State-of-the-art wind power plants use large spinning blades to capture the kinetic energy in moving wind, which then is transferred to rotors that produce electricity. At the best wind fuel sites, wind plants today are nearly competitive with the conventional natural gas-fired combined-cycle plants — even when natural gas prices have recently been at historically low levels.
Regions where average wind speeds exceed 12 miles per hour are currently the best wind power plant sites. Current costs of wind-generated electricity at prime sites approach the costs of a new coal-fired power plant.
Wind power is the lowest-cost renewable energy technology available on the market today. According to the Department of Energy, the costs of wind power are projected to continue to fall and may rank the cheapest electricity source of all options. With that in mind, conserving energy will not be a problem in the future.

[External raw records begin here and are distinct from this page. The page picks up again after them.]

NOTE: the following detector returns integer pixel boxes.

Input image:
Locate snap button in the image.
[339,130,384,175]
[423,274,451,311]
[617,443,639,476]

What Are the Environmental Impacts?
Wind plants produce no air pollution. They use no water, and there is no need to tear up the land to extract the wind resource that produces wind power. Nonetheless, there may be environmental problems associated with some wind plants. Wind power generates three categories of environmental impacts: visual impacts; noise pollution; wildlife impacts. These impacts can vary immensely from site to site.
- Because wind farms are comprised of large numbers of turbines each mounted atop tall towers in rural areas, they can often be seen for a long distance. Whether this visual impact is good or bad will vary from location to location. Some find wind turbines to be enduring symbols of self-sufficiency. Others see them as stark intrusions in the “natural” landscape.

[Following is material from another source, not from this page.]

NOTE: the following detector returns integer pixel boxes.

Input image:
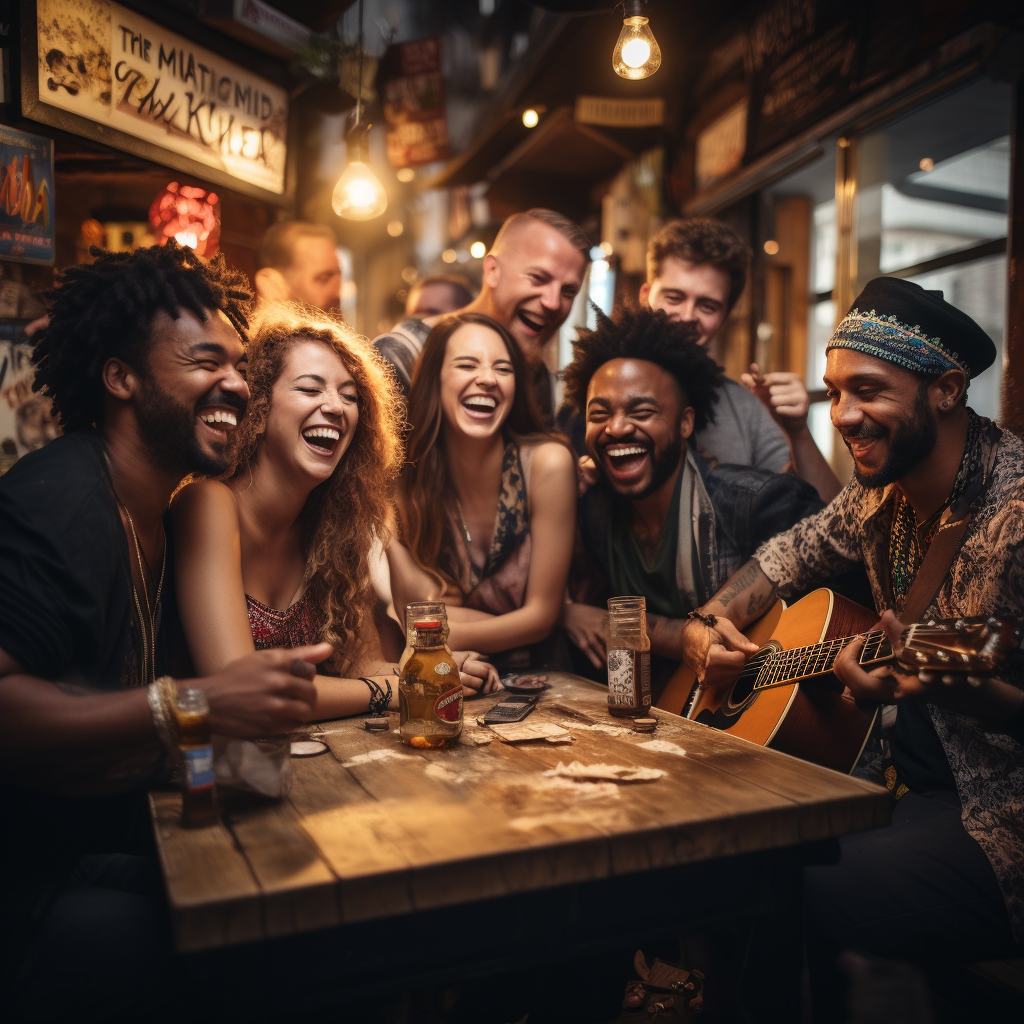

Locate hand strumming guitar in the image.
[833,611,1024,726]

- Wind turbines, particularly older designs, emit noise that can be heard in the vicinity of the wind farms. The level of noise produced by one wind turbine is equivalent to that of your washing machine. The frequency and volume of this noise can be controlled but not eliminated by wind turbine design.
- In the early 1980s, three major wind farms were built in passes in California. At the Altamont Pass site, deaths of birds, particularly raptors, prompted a number of studies that subsequently influenced both the design of newer wind turbines and the siting of wind farms. It was discovered that raptors perch atop the wind generators for a better view while hunting, and upon rare occasion get caught in the spinning blades when the wind begins to blow. Current wind turbine technology offers solid tubular towers to prevent birds from perching on them. Turbine blades also rotate more slowly than those of earlier designs, reducing potential for collisions with birds.
If wind power plants are sited in regions screened for sensitive local bird populations, the environmental footprint of wind-generated electricity is quite small when compared to the wildlife and ecosystem impacts of fossil fuel mining and fuel combustion. The manufacture of wind generation technology creates some air emissions.